Mansfield Elementary made special accommodations for Kason, making sure he could be in a regular classroom just like every other student.

"He was part of us. The children accepted him," said Mounts.

That's why the day he died was even more of a shock for everyone in his life. Kason was thriving —he wasn't sick, he'd been in school for a week— but on the morning of August 22, 2022, he didn't wake up.

"The day that I got the call, it was early in the morning and it was really - it was, like, how, how could today be it?” questioned Tyson.

"It was so surreal, that this lively boy that had fought so hard [was gone],” said Raybourn.

"Never in a million years did I ever think that I was gonna come in here and find my son. But I wouldn't bring him back," said Keith Allen Dedmon.

Keith Allen and Kimberlee know Kason is now free, able to walk and talk with no pain.

"Now that he's gone, I know that you really never know the value of a moment until it's a memory," said Kimberlee Dedmon.

Now, they're working to keep that memory alive through a memorial scholarship fittingly named Kason's Big GRIN, to support local high school seniors pursuing a career in medicine.

"Our goal is: If they were to go into medical research, then just some way, somehow, hopefully, they would end up going into finding the cure for GRIN," said Kimberlee Dedmon.

According to the CureGRIN Foundation, that is on the horizon.

"We think that it is curable. You know, we're at this amazing point in research, where I believe that all kinds of different genetic disorders are going to find cures in the next few years. And that's partly because of genetic-based medicines," said McArthur.

While treatment or cure will be too late for the Dedmon family, they still want to help others.

"They wake up and they change the world, every single day," said Raybourn.

And their world is changing, yet again. Shortly after Kason's passing, Kimberlee and Keith Allen found out they are expecting. Zadie Mae Lynn is due in July 2023, just weeks before the anniversary of her big brother's death.

"Whenever we found out she was a girl I knew immediately that Kason had told God to send mom and daddy a baby girl," said Kimberlee Dedmon.

The Dedmons will be able to rock her to sleep in a rocking chair made of the same wood as Kason's casket that now sits in their living room where his crib once sat. A sign on it reads The best seat in the house.

There's no doubt Kaine and Zadie will know who their big brother was, and how he changed lives and raised awareness, all with a grin.

"He could bring you so much joy in such a little encounter. Look deeper, because they give you so much more than you can give them," said Tyson.

"You think your life sucks, but then you look at him and everything that he had to go through. And then he could still smile," said Keith Allen Dedmon.

"He did smile through it," added Kimberlee Dedmon. "It just makes me appreciate God's promise even more, you know? God does promise us eternity, we will see Kason again."

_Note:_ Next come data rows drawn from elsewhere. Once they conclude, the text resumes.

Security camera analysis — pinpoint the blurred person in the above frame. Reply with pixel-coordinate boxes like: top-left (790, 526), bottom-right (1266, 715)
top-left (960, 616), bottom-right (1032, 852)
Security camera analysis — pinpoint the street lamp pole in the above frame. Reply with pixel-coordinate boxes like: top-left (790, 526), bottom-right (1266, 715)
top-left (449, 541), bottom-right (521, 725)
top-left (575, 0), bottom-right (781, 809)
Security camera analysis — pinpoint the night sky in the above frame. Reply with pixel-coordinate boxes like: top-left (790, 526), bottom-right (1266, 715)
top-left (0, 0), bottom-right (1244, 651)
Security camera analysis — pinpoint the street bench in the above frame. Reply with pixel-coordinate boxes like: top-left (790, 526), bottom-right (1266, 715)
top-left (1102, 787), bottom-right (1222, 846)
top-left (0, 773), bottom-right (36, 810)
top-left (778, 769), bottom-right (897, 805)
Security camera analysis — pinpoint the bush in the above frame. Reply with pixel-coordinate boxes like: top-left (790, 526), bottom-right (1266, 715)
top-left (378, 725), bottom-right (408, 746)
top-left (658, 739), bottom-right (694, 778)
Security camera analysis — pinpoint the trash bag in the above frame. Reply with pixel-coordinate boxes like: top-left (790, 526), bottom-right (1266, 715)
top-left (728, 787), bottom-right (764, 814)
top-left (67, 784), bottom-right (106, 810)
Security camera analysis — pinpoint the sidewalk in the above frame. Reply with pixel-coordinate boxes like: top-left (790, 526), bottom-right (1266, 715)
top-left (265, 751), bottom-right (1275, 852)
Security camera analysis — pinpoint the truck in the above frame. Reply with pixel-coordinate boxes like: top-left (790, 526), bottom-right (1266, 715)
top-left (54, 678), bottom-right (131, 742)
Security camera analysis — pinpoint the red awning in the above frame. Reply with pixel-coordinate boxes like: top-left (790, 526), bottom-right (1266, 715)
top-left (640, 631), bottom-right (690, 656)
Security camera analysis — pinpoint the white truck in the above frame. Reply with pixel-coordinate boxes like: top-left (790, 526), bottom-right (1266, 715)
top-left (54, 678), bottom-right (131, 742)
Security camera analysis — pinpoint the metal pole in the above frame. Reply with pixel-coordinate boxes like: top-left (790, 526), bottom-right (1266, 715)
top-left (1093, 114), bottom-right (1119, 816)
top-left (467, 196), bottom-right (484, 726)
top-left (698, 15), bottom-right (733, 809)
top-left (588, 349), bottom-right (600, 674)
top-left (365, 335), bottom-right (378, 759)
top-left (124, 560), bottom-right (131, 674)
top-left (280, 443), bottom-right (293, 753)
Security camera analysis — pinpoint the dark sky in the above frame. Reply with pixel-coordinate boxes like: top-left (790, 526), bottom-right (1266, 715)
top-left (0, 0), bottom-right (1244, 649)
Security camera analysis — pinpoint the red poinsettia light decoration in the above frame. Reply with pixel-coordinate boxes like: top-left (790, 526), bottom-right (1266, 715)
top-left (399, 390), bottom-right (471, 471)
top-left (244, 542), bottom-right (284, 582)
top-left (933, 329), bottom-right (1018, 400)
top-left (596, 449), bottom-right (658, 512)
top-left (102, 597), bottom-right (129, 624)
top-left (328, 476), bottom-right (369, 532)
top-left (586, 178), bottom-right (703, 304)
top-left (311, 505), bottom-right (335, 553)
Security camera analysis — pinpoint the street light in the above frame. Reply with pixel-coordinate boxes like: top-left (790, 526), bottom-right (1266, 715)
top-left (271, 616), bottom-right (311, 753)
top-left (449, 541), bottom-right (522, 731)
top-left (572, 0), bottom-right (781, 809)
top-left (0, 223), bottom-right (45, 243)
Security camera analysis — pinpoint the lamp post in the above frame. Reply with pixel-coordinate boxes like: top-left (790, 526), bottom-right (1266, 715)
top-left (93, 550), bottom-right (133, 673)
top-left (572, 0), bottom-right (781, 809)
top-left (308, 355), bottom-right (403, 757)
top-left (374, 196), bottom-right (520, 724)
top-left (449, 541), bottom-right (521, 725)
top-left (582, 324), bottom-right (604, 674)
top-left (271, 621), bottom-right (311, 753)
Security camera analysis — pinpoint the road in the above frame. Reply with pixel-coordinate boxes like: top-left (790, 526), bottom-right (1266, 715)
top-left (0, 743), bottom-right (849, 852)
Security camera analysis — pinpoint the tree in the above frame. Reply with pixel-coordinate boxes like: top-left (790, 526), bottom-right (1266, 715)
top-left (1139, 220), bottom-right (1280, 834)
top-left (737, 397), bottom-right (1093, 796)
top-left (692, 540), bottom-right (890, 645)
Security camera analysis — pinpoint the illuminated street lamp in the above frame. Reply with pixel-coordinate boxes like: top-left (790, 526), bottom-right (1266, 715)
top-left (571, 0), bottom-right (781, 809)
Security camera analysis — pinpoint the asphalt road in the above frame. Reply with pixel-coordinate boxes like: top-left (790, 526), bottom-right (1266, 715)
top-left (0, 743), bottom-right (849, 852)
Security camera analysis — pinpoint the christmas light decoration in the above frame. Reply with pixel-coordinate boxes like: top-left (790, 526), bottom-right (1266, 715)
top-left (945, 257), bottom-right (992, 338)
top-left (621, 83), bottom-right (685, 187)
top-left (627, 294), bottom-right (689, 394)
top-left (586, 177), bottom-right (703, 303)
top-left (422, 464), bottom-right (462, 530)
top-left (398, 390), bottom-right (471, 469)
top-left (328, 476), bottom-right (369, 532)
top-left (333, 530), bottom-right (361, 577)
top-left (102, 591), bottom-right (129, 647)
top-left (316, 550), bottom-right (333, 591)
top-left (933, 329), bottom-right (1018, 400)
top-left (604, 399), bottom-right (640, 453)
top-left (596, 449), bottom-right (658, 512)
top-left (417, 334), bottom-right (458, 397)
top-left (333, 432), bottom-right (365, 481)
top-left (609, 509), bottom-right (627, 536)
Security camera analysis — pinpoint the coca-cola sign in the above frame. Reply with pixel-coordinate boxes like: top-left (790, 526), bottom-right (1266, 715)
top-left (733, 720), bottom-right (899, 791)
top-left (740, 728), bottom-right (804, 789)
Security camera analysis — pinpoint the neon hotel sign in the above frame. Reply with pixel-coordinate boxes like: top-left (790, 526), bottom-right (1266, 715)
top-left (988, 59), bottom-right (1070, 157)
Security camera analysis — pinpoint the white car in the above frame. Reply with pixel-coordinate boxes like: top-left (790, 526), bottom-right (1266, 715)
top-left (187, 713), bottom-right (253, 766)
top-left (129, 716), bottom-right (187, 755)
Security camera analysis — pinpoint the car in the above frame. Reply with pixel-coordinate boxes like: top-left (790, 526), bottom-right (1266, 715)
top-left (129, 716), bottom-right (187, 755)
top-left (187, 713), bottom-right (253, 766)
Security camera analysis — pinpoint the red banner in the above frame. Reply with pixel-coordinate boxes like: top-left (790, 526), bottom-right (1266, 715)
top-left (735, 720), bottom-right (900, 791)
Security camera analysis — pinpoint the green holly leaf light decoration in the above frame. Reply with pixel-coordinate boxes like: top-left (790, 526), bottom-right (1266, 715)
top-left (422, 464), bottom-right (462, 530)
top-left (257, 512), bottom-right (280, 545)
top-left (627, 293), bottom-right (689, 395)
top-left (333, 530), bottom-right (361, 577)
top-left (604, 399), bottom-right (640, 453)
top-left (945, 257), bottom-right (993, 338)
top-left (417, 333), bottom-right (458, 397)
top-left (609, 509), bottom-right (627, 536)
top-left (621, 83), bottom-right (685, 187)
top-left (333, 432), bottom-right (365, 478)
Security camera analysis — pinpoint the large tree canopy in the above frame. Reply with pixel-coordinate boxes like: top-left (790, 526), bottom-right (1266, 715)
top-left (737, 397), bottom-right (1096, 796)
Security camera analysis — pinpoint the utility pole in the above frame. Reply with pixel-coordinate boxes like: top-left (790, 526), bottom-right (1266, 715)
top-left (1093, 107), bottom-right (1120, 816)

Scholarship applications are due by March 31, 2023, and at this time, it's only open to high school seniors from Mansfield or Waldron. Paper applications can be picked up at the counselor's office at each school. The first recipients will be announced at the end of April, with one boy and one girl each receiving $500.

If you'd like to contribute to the "Kason's Big GRIN Memorial Scholarship," you can donate at any Today's Bank branch in the River Valley or Northwest Arkansas.